Çünkü bizzat Balkanlar Osmanlı mirasıdır.“ Bu bölgeye bu ismi veren Türkler
değil, Avrupalı Coğrafyacılardır. Osmanlıya göre bu bölgenin umumi ismi
Rumeli’dir. (Yılmaz Öztuna, Avrupa
Türkiye’sini Kaybımız, Rumeli’nin Elden Çıkışı, Babıâli Kültür Yayınları,
İstanbul, 2006. s.11.)
Balkan bölgesi, etnik linguistik bakımından dünyanın en
karmaşık bölgelerinin başında gelmektedir. Tarihin hemen her döneminde yoğun
çatışmalara neden olmuş bu bölge, bugün de yaşanmış, yaşanmakta olan ve
gelecekte yaşanacak çatışmalarla, dünya kamuoyunun tüm dikkatlerini üzerine
toplamıştır. (Hugh Poulton, Balkanlar, Çatışan
Azınlık Çatışan Devletler, İstanbul, Sarmal Yayınevi, 1993, s.17.3] Andrew
Baruch Wachtel, Dünya Tarihinde Balkanlar, Çev. Cevat Akkoyunlu, İstanbul,
Doğan Kitapları Yayınları, 2009, s.9, 15.)
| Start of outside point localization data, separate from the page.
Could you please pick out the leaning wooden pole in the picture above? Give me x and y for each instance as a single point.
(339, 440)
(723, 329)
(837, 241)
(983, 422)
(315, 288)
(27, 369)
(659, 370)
Başka bir anlatımla, tarihi ve edebi imgelerde Balkanlar
ürkütücü, ama pek tanımlanmamış bir bölge gibi gözüküyor. Balkanlar dünyanın
dört büyük medeniyetinin örtüştüğü, dinamik, bazen patlayıcı, çok katmanlı
yerel bir uygarlık yarattığı bir sınır bölgesidir. Eski Yunan ve Roma, Bizans,
Osmanlı Türkiye’si ve Katolik Avrupa kültürleri burada buluştu, çatıştı, bazen
kaynaştı; burası hiçbir kültürün tek başına egemen olamadığı bir topraktır.
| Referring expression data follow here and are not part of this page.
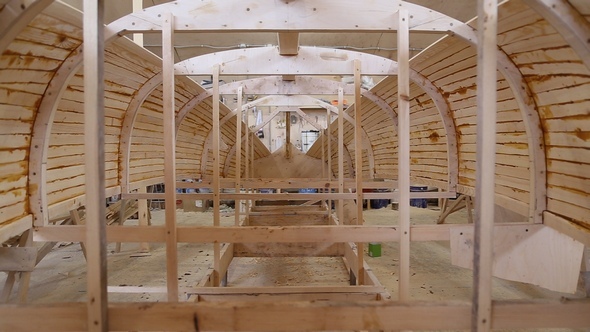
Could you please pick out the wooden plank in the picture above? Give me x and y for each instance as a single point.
(301, 249)
(97, 303)
(288, 43)
(169, 156)
(487, 11)
(571, 229)
(18, 259)
(521, 254)
(403, 102)
(325, 315)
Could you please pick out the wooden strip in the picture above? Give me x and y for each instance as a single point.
(486, 141)
(143, 216)
(169, 155)
(318, 315)
(341, 153)
(403, 92)
(18, 259)
(97, 318)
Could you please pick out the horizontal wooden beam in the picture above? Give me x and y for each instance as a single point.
(319, 315)
(287, 183)
(268, 61)
(293, 196)
(247, 234)
(234, 234)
“Balkanlar ve Türklük” birbirinden ayrılmaz bir bütündür.
Çünkü Balkan coğrafyasına ilk yerleşenler, Türklerdir. Diğer bir anlatımla,
Avrupa’ya ve Balkanlara gelen ilk Türkler, Hunlardır. “Hunlar” V. asrın ilk
yılarından itibaren Balkanlara girdiler. Hun Hakanı, Atilla, Balkanların büyük
kısmını ele geçirdi ve taht şehri, bugünkü Macaristan’da idi.
VI. Asırda Avar Türkleri de Balkanların kuzeyini
hâkimiyetlerine aldılar. Atilla’nın bir suikast neticesinde ölmesi ve
oğullarının başarısız olması neticesinde imparatorluk yıkıldı. Hunlar, 1000 yıllık “Gök Tanrı” dinini bırakarak “Katolik”
oldular. Yavaş yavaş Türkçeyi unutarak bir Fin dili olan Macarcayı
konuşmaya başladılar.
Hun Türklerinden sonra, Avrupa’ya gelen ikinci Türk kavmi “Avarlar” olmuştur. Avarlar, Balkanlarda M.S. 558–835 yılları arasında devlet hayatı sürdüler. Hatta 626 yılında Bizans’ı muhasara ettiler alamadılar. Bu tarihten ancak 837 yıl sonra Fatih Sultan Mehmet (1453) fethedecektir. 796 yılından itibaren Hıristiyanlığı kabul eden Avarlar, bilahare Avrupa ve Bizans’ında etkisi ile Slavlaşarak tarih sahnesinden çekildiler. (Makedonya, Harp Akademileri Komutanlığı Yayınlarından, İkinci Basım, İstanbul, Harp Akademileri Basımevi, Nisan 1993, s.11–14. 2000, s.24.)
VII. Asırda başka bir Türk kavmi, “Bulgarlar” Tuna güneyine inerek yurt tuttular. Balkanlardaki Bizans hâkimiyetini geniş ölçüde hırpaladılar. Sonunda Slavlaştılar. Sonra Balkanlara Karadeniz’in kuzeyinden, “Peçenekler, Oğuzlar, Kumanlar, Kıpçaklar” geldi.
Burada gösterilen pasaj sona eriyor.